As millions of Americans are asked to stay home with “shelter in place orders” and social media is exploding with memes and quips about a “coronial” baby boom very little is thought about how staying at home may increase sexual violence. The #MeToo movement grew stronger with the Harvey Weinstein verdicts but will the isolation and increased stressors of COVID-19 create a surge in sexual coercion?
The National Coalition Against Domestic Violence estimates that nearly 20 people every minute are physically abused by an intimate partner in the United States. Domestic violence also known as intimate partner violence (IPV) can span from physical and sexual abuse to less identified abuses that also center around intimidation and control. One form of domestic and intimate partner violence that is still largely unknown and under-recognized is called sexual or reproductive coercion (RC). Masked by the pretense of love, desire, and family; reproductive coercion is a potent powerplay in an abusive and sexually violent relationship.
Reproductive coercion occurs when an abusive intimate partner intends to maintain control in a relationship by using manipulation, guilt, intimidation, threats, acts of violence, or sabotaging contraception attempts in order to pressure a partner to become or remain pregnant. Other non-violent forms of control such as economic control, social isolation, constantly discussing or negotiating having children, ovulation tracking, insisting on use of invitro fertilization (IVF), and any other behavior that can compromise the reproductive autonomy of an individual is considered abuse.

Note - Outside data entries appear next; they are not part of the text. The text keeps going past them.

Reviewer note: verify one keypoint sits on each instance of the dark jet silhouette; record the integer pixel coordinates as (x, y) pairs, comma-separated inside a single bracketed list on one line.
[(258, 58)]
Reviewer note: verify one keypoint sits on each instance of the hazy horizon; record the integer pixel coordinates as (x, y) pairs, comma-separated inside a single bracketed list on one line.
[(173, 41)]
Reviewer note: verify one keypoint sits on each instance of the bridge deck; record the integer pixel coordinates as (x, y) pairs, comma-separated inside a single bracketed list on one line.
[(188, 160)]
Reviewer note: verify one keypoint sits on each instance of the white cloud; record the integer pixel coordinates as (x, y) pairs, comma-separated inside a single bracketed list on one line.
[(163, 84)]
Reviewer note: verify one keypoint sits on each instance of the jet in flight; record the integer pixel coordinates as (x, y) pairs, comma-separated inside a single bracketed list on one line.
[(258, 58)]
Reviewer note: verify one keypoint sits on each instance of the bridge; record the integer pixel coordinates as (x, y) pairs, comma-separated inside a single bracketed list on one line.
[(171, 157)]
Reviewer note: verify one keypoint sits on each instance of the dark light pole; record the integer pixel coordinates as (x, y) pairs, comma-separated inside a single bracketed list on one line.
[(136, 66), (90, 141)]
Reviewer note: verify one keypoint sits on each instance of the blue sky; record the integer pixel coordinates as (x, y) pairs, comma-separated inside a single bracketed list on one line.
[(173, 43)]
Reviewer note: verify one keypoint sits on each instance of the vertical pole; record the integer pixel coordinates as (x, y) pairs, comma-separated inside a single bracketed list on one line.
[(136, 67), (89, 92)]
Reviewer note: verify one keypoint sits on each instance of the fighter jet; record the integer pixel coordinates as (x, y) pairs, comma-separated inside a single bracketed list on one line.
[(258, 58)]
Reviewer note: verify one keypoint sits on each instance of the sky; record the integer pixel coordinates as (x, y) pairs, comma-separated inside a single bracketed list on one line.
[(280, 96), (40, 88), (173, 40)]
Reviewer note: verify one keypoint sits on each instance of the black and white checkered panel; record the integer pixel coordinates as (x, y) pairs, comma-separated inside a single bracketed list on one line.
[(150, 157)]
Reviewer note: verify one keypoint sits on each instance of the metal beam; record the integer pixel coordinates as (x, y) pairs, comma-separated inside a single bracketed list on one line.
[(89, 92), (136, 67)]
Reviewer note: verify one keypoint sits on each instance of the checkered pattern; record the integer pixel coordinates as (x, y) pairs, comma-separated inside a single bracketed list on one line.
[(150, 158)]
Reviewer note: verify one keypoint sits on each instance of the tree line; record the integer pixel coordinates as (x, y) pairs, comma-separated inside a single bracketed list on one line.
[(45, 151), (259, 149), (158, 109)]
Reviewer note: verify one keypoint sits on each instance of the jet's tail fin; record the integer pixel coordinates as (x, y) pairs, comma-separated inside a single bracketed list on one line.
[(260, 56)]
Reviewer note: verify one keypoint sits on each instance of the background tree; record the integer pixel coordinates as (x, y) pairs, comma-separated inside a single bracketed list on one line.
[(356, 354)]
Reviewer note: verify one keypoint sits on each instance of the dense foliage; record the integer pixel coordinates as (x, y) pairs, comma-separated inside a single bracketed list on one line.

According to reports, IPV and reproductive coercion is reported in 1 in 8 teen girls and anywhere from 25% of women on the National Domestic Violence Hotline to 53% of women seen in emergency rooms and family health clinics. With IPV and RC creating significant physical and psychological effects on victims, and increasing US healthcare costs up to $12.6 billion annually, these abuses are already a public health crisis.
So how do you know if you or someone you love is a victim of IPV and reproductive coercion? Look for signs of reproductive coercion such as missing or adulterated oral birth control, partner removal of IUD and vaginal contraceptives, tampering with or refusing to use condoms, and any other behavior that compromises the reproductive autonomy of the individual. Victims also often experience stress-induced physical health effects such as direct injuries, increased incidence of sexually transmitted infections and HIV, long-term pain syndromes, and chronic conditions such as gastrointestinal disorders, diabetes, and asthma. Emotional and psychological effects to watch out for include post-traumatic stress, depression, anxiety, difficulty sleeping, and attempted suicide.
The COVID-19 isolation and “shelter in place” orders may be a door to identifying family, friends, neighbors, and acquaintances that are abusers. Many abusive individuals have personality traits such as being charismatic, successful, charming, and “well-liked” while inwardly having low self-esteem and feelings of inadequacy or powerlessness. Signs that an individual may have abusive tendencies can include inconsistent moods, hypersensitive or overreactive behaviors, being overly critical or narcissistic, and being controlling, jealous, or manipulative. Other tools for recognizing abusive behavior include the Reproductive Coercion Self-Quiz, the National Center on Domestic and Sexual Violence Power and Control Wheel, and the Cycle of Domestic Violence.
Reproductive coercion is sexual violence and its survivors deserve a voice especially during the COVID-19 pandemic. To support these unheard survivors, take this time to be more observant and have conversations with loved ones that you may not have had before. Organizations and institutions need more research to thoroughly understand the full impact while physicians, pharmacists, school nurses, healthcare providers and the general public need further awareness. It’s our responsibility to give survivors hope in this difficult time; so speak out to have reproductive consent respected, reproductive autonomy protected, and share that #loveisrespect.
Dr. K. Ashley Garling Pharm.D. is a Clinical Assistant Professor at the University of Texas at Austin College of Pharmacy and a UT Austin Public Voices Fellow of The OpEd Project.